After my break I unloaded the garden cart which had about 100 pounds of butternut squash Eugene had harvested earlier in the day. I took the squash into the store front and loaded the cart with 4 gray crates and went back out to the mater patch and got back to work. This time out I harvested the sunsugar tomato. These are a cherry orange cherry tomato with a fantastic flavor and our best seller. Because this sells so well we had an entire 50' bed devoted to them (plus around 10 other plants that I got in a seed trade that were supposed to be 4 other kinds of heirloom tomatoes, not sunsugars). So once again I plopped down a crate and sat down in front of the vines and proceeded to pick. The sunsugars despite not having been well harvested for at least 10 days were in pretty good shape. After doing the Cherrywines I expected a lot of splitting and other ills but most were A-OK. I did have to deal with the problem of these plants being on short stakes and not well tied up so the tops were draped over and touching the ground meaning I had to lift up the vines with my left hand so I could pick the interior of the plants with my right hand. Next year we will buy some more fence stakes so we do not try and support tall plants with short stakes. I found several small hornworms while picking and I made sure I did not destroy any garden spider webs as they are helping us keep the white fly and cuke beetle population under control. An hour later I was done with the sunsugars and had around 50 pounds of them.

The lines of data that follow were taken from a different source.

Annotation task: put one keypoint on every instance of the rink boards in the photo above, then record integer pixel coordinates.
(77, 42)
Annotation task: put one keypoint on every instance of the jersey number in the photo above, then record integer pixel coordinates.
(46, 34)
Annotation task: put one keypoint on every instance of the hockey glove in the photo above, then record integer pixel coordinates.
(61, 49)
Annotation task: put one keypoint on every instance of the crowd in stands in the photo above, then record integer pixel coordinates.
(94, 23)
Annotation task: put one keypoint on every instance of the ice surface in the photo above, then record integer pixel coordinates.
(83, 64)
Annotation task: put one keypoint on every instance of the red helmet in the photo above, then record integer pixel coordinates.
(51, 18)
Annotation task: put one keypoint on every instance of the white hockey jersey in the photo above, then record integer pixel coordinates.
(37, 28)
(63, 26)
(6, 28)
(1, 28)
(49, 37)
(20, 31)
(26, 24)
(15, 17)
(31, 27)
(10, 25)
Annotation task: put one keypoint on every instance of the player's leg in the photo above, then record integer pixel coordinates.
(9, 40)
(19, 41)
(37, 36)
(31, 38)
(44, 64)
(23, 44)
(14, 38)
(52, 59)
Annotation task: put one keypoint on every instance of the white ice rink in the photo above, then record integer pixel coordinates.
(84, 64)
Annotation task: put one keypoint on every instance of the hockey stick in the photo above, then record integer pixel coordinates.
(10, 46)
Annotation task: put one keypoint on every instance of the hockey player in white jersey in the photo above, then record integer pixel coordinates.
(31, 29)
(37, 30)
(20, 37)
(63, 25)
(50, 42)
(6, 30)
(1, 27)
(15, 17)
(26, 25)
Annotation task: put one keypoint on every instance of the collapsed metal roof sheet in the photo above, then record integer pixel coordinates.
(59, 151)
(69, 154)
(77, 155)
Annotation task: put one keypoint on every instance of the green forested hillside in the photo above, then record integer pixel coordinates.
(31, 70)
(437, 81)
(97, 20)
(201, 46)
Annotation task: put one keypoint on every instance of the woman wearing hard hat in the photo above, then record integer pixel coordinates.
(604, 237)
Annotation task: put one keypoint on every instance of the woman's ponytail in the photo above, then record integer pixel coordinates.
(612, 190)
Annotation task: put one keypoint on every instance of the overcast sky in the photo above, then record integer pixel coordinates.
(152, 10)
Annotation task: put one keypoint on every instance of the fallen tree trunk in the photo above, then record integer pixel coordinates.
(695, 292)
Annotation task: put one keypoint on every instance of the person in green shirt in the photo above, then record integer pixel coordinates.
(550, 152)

Next I was off to harvest the yellow pear which were a mess. These are on shorter stakes than the sunsugars and the plants are taller. The good thing is there is only a half bed (25') of these guys. So once again I sit down in front of the plants and start taking hand fulls of yellow, pear shaped cherry tomatoes. Unlike the sunsugar and cherrywines, these guys fall off the vines at the slightest touch. So I had to pick a lot up off the ground. These also decided that it would be best if the majority grew in the middle of the vines (i.e. underneath where the vines had flopped over. So I had to sit literally under the plants holding them up with one hand while picking handfuls with the other. All the while, at least half were falling to the ground. The good news was there were very few split or chewed fruits despite being ignored for at least a week. I was surprised to find 4 hornworms and an army worm on these plants since they had so little bug damage. Now they will have a bit less.
I took the crates of yellow pear and sunsugar back to the storefront, where we are storing the tomatoes. I ran into Eugene who asked if there were any more cherry tomaotes to pick and I said yes, the Red Pear and red grape still needed harvesting so he took a crate and brought in red pear. I went back to the house to wash the green/black crap off of my hands and arms and than went back out and harvested some okra and than half the red grape.
I stopped when I got 1/2 bushel because these are not our best seller and the red grape are a mishmash of tomato types because we planted seed we saved last year from an F1 hybrid. This means we have 4 different kinds of tomatoes growing in the red grape area, including a couple of red grape plants. We also have a round red cherry, a mini paste and a red saladette. I will save seed from the kind that are true to type and hopefully, next season most will be what we want.
Anyhoo, we now have well over 100 pounds of cherry tomatoes. Today I will go through them and the large tomatoes (of which we have around 1000 pounds) and toss into the compost any that are getting soft or, worse yet, have deflated. Than I will make pint boxes of cherry tomatoes in preparation for tomorrow's farmers market in Oxford. I like to have around 60 boxes made up and ready to go. It makes life easier at market if we do not have to be constantly refilling boxes with cherry tomatoes.
I hope we have a good market for them Saturday, I have no idea what I will do with over 100 pounds of cherry tomatoes if they do not sell. I can dry some and I suppose I could make tomato juice out of them if it comes down to that (of course I also may have hundreds of pounds of big tomatoes to deal with as well.). I will cross that bridge if and when I come to it.